Horses have been falling ill recently in Iceland, Skessuhorn reports. According to Kristín Þórhallsdóttir, a veterinary physician in Laugaland, Borgarfjörður, the nature of the disease has not been determined and therefore no statement has been made yet by the The Icelandic Food and Veterinary Authority.
Kristín says the illness that’s making the rounds in stables across the country is characterised by a general sickliness and a lack of appetite in the horses. In most cases the symptoms are manageable and pass in around three days without special treatment. Some horses, however, come down with high fever and are visibly unwell. In such cases Kristín recommends the horses be taken in for treatment at the nearest veterinary hospital.

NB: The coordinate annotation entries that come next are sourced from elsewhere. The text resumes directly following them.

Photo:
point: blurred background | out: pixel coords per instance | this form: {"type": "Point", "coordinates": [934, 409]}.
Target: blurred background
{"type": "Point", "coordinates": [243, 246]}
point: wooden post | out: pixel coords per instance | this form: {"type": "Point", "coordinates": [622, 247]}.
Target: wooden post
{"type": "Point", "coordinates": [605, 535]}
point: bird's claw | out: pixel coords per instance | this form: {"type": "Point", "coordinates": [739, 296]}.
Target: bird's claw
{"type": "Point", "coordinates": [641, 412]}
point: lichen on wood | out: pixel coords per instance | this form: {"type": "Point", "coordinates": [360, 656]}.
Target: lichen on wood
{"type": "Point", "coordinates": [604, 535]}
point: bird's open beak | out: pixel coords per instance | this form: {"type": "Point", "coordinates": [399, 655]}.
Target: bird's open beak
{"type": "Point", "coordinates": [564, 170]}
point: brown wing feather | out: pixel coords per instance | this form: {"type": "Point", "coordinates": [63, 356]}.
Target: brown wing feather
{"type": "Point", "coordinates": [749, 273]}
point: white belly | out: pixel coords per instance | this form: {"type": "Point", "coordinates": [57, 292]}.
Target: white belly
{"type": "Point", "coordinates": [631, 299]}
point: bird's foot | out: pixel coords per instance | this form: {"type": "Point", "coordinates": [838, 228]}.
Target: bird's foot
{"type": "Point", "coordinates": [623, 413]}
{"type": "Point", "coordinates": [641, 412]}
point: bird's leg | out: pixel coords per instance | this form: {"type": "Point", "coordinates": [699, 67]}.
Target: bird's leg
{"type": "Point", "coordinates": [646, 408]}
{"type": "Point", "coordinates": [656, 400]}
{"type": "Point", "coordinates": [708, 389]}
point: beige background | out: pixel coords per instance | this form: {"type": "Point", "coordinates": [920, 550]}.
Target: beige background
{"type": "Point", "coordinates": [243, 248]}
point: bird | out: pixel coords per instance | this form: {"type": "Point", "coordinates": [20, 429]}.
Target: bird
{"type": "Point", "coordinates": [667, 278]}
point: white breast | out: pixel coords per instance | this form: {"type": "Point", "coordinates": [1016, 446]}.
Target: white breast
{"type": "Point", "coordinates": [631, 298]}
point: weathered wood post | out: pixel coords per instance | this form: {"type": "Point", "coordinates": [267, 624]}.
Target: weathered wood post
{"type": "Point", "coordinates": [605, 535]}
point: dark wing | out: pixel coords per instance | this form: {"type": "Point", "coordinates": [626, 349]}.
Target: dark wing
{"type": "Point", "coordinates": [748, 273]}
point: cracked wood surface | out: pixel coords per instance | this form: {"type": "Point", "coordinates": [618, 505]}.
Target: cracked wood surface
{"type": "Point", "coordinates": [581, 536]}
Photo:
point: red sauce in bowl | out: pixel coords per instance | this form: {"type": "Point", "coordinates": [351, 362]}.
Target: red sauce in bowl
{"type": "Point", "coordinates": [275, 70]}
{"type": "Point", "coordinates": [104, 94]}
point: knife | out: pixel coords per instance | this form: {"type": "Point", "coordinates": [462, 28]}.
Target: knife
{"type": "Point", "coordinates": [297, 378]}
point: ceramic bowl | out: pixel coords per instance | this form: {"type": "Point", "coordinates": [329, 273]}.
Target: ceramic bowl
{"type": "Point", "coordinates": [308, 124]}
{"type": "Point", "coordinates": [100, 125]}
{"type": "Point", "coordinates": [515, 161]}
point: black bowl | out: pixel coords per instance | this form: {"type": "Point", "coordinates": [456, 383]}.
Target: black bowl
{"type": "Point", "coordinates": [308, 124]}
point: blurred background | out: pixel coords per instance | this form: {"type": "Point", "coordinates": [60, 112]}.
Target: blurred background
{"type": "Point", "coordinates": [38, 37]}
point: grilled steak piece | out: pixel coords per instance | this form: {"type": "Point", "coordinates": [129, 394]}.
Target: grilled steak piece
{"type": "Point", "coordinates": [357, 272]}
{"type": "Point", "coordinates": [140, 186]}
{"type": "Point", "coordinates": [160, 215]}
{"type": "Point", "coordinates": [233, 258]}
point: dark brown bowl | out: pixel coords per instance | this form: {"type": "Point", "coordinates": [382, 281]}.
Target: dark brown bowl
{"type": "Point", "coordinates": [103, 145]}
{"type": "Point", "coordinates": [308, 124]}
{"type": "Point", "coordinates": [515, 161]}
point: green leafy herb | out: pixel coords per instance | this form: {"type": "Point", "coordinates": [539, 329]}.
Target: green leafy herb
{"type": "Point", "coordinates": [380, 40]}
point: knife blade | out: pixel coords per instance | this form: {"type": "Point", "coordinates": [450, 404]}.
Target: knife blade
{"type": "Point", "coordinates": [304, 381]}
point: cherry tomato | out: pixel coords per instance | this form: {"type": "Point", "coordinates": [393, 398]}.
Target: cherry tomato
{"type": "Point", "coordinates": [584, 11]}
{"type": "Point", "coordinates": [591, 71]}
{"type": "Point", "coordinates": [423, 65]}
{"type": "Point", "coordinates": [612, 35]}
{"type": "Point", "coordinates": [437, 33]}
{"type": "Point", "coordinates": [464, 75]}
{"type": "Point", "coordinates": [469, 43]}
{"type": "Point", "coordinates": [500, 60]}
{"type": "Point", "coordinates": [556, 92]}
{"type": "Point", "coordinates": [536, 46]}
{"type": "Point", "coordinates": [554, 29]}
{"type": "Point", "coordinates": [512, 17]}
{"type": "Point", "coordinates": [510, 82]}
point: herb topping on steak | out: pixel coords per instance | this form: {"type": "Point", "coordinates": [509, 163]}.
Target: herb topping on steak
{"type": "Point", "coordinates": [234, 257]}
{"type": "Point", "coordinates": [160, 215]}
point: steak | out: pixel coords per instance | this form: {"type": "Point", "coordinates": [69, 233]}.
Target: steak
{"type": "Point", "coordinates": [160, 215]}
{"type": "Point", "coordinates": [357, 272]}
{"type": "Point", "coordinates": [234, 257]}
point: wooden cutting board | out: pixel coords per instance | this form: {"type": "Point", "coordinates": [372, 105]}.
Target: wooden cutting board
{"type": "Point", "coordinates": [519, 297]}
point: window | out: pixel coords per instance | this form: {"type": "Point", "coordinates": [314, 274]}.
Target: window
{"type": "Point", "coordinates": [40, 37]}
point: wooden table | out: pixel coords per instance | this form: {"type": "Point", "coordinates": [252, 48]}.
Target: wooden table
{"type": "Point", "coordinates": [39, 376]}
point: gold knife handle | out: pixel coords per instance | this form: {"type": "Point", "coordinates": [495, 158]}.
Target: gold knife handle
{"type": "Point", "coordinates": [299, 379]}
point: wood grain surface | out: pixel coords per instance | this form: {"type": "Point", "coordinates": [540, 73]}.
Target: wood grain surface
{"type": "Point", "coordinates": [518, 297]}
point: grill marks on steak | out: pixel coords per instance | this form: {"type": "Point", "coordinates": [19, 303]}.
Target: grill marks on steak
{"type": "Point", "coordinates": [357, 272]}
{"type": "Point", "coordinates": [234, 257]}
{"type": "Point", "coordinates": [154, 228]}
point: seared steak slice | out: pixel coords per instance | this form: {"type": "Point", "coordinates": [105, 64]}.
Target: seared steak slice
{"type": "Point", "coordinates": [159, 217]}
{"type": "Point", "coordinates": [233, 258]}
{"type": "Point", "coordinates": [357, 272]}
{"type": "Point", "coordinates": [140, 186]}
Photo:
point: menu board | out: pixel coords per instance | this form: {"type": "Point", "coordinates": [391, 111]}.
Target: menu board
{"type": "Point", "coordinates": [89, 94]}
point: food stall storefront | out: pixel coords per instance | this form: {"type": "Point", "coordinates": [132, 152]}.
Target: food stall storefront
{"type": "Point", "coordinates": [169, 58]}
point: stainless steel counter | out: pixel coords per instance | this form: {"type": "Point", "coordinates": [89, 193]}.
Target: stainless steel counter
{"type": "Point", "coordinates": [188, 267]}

“If their temperature goes over 38.5 degrees celsius, a vet should be consulted. Most of the sick horses we’ve encountered have low appetite and are a little down, but they don’t have a fever,” Kristín says. “Those animals who are sicker than the average horse have been given antibiotics and painkillers, but while we don’t know if they’re dealing with bacterial- or viral infections we’re not sure if antibiotics are of any help.”
Furthermore, Kristín says it’s very different how many horses in a given group will fall ill. In some stables all of the animals are infected, but in others only one horse will come down with something. Kristín hasn’t heard of any deaths related to the mysterious illness and expects that samples taken from sick animals will have been fully diagnosed by the end of this week.